Engagement Tactics and “Facebookification”

  • Strong thread focus on ChatGPT’s new “engagement bait” behavior: clickbaity hooks (“one weird trick”, “one thing most people miss”) and constant “Would you like me to…?” endings.
  • Many users find this manipulative, tiring, and reminiscent of social media dopamine loops; some say it reduces trust and makes them consider canceling subscriptions or switching models.
  • A minority defend follow‑up suggestions as normal conversational UX and occasionally useful, likening them to search or Netflix recommendations.
  • Several note that Gemini and Claude also suggest continuations, but are perceived as less clickbaity; ChatGPT is singled out as more “Taboola/soap‑opera” in tone.

Ads, Monetization, and “Enshittification”

  • Some claim the growth-hacking style is clearly preparation for an ads business: free tier sustained by engagement and ad inventory, possibly with product placements inside “tips.”
  • Others argue global AI usage will eventually support large subscription revenue without heavy ad reliance, especially as inference costs fall.
  • First sightings of ads in ChatGPT reinforce fears that the service is entering a classic “enshittification” cycle.

Product Quality, Competition, and Coding

  • Mixed views on recent OpenAI models: some report worse instruction-following, more intrusive suggestions, and LinkedIn‑style tone; others say sycophancy has actually decreased.
  • Strong praise for Claude (especially for coding and more restrained style); some also like Gemini’s more neutral follow‑ups.
  • Discontent that agents ignore “don’t suggest things” instructions and overuse compiler/runner loops, leading to a sense of artificial “smartness.”
  • Others argue Codex is now competitive with or better than alternatives, with strong GitHub Copilot integration and enterprise momentum.

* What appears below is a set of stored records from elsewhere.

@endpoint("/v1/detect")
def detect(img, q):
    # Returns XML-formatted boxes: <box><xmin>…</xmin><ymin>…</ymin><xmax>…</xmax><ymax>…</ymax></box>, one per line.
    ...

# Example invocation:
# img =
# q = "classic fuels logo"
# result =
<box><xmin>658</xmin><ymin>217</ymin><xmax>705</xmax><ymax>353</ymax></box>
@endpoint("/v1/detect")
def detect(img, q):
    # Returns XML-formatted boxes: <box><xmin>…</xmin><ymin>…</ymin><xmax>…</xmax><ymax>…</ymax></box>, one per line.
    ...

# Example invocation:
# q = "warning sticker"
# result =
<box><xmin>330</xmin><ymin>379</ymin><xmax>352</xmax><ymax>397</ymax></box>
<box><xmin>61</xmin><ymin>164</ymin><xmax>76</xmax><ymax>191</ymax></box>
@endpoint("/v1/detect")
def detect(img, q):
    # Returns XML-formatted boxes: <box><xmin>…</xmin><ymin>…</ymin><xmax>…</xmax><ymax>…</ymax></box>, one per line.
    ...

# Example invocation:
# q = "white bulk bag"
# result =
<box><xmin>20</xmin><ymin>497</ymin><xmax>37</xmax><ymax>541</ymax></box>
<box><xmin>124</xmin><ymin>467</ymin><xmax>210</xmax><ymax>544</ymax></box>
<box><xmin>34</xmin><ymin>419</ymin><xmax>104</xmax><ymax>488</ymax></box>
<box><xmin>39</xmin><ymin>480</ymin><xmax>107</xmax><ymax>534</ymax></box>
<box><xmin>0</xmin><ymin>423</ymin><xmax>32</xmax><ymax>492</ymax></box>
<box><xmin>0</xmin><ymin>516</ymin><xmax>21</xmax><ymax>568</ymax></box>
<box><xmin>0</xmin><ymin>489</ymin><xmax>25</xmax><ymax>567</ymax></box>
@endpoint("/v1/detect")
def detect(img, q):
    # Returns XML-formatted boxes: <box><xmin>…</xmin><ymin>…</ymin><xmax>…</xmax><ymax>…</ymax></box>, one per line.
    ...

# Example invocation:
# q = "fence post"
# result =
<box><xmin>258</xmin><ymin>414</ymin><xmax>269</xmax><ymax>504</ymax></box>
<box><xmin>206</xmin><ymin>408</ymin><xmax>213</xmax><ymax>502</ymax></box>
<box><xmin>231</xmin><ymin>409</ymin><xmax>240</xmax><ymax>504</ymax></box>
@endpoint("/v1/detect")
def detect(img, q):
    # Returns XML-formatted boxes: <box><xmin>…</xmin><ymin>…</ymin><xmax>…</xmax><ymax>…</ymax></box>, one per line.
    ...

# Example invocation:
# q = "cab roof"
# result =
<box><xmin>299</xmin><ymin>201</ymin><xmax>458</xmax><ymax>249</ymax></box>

Enterprise Push and Workplace Effects

  • Reports of companies tracking AI usage, token counts, and lines of code changed, with metrics feeding into performance reviews.
  • Some engineers admit gaming these metrics via long, wasteful agent runs, seeing them as detached from real productivity.
  • Growing worry that aggressive AI mandates are actively degrading products, with calls for more public whistleblowing.

General Sentiment

  • Split between those who see a coming AI “trough of disillusionment” and those who think AI IPOs and enterprise adoption are only just beginning.
  • Broad unease about increasingly manipulative behavior of AI assistants, even among otherwise enthusiastic users.